Enter: Morland Holmes.
I’m not quite sure what to make of this week’s Elementary episode, to be honest. We open almost immediately where we left off, with Sherlock facing his father, and an interesting offer is put on the table: the restoration of Sherlock and Joan to the NYPD.
Naturally, Sherlock decides to tell Joan, and allow her to arrive at her own conclusion.
John Noble as the elder Holmes makes for an imposing figure. He’s regal in stature, and the etched lines in his skin, as well as his dour countenance, makes him formidable, even dangerous-seeming. Yet much of the episode is spent with Holmes trying to convince Sherlock and Joan that his offer is simply for Sherlock’s well-being, to the point where Joan becomes suspicious.
It’s worthwhile, too, and we get to see it dovetail with the case of the week. Fired from the NYPD, Joan reaches out to her contacts in the FBI, and she and Sherlock become involved with a case in which two researchers and one student were murdered while researching propaganda techniques. To be honest, it’s rather forgettable; we get some thoughts of China as a threatening world power, but the case is solved rather easily once Sherlock gets his hands on the information he needs.
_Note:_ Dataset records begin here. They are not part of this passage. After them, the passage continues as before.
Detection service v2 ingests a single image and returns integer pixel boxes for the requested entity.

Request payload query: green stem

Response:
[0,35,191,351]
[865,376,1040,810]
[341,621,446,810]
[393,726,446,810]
That’s where the episode’s conflict lies in the case of the week. The FBI isn’t as forthcoming with information nor as freedom-allowing as the police were. Sherlock and Joan are stuck at Agent Gary Burke’s hip and almost immediately dismissed from the case not out of a sense of malice but of distrust and having exhausted their usefulness. With some quick thinking (and illegal acts) on Sherlock’s part, he manages to come up with suspects that aren’t China and eventually track down who committed the murders using technologies that were being experimented with.
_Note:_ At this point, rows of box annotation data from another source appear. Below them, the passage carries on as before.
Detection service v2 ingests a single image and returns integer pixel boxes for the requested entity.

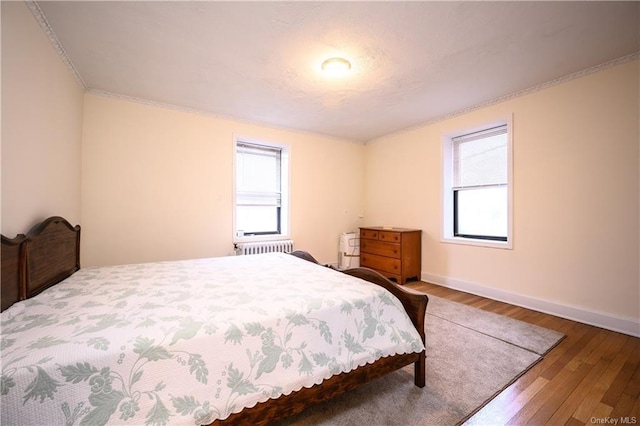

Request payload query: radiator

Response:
[236,240,293,256]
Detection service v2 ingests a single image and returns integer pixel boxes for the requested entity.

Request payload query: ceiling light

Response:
[322,58,351,75]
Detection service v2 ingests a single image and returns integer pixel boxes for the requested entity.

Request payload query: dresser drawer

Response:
[360,229,378,240]
[360,253,402,274]
[378,231,402,243]
[360,239,402,259]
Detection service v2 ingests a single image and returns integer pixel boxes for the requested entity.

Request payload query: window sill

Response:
[440,237,513,250]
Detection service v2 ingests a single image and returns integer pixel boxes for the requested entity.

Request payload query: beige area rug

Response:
[282,296,564,426]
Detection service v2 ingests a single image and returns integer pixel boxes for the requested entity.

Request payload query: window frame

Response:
[232,135,290,243]
[440,116,513,249]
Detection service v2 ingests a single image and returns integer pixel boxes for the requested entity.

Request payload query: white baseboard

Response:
[422,272,640,337]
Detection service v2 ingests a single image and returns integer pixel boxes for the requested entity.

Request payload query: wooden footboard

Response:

It’s in the research that we see the case of the week meet up with the bigger conflict: as Joan researches potential suspects, she also checks into Sherlock’s father and his offer. Sherlock, in typical fashion, isn’t forthcoming about the details of his father’s business; he does admit that he “greases the tracks” of international communication, and makes it a point to note that while some of his father’s ventures are upstanding, most are less moral.
And that’s what we get to see here. Joan deduces that the offered restatement with the NYPD was due to bribery: Holmes undersold a house to the District Attorney that charged Sherlock with the assault on Rankin, his former drug dealer. Naturally, it means the charges go away. It doesn’t seem like the elder Holmes has much more of an ulterior motive, which is surprising given all that we’ve heard of him; Sherlock isn’t being used as a bargaining chip, nor is he going to be forced to eventually utilize his father’s influence.
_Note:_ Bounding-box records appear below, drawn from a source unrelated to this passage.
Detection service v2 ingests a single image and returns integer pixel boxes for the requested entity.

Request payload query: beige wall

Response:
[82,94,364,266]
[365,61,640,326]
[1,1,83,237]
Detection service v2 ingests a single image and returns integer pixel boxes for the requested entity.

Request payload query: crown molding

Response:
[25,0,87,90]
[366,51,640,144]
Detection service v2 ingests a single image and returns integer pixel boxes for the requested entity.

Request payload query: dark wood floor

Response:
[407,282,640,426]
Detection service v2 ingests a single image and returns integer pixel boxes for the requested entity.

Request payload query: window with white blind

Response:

But Joan knows what’s up. Sherlock can’t change things— no matter how much he tries, going so far as to recap the theme of the past few seasons as making amends— but he’s going to try, even if it means accepting something from his father. His father, however, seems to find the entire idea distasteful, particularly the thought that Sherlock would dislike the use of bribery for his reinstatement: “My son was born with a malignant sense of self-righteousness.” While Sherlock wanting to do things on his own terms is fine, he has an attitude even when accepting help, and that strikes his father as frustrating at best; he judges his father, yet has found himself once again falling from grace due to his immoral actions.
It doesn’t matter to Joan, though. She cuts straight through Noble’s imposing portrayal of Holmes and leaves the episode’s conclusion with a promise: she won’t let him hurt Sherlock, no matter what he might have in store.
Perhaps Morland Holmes will be the big bad of the season. This interplay of the twisted relationship he has with Sherlock, as well as the friendship and partnership between Sherlock and Joan, is intriguing to see, and it’s giving Season Four of Elementary a much-needed lynchpin that the previous season lacked.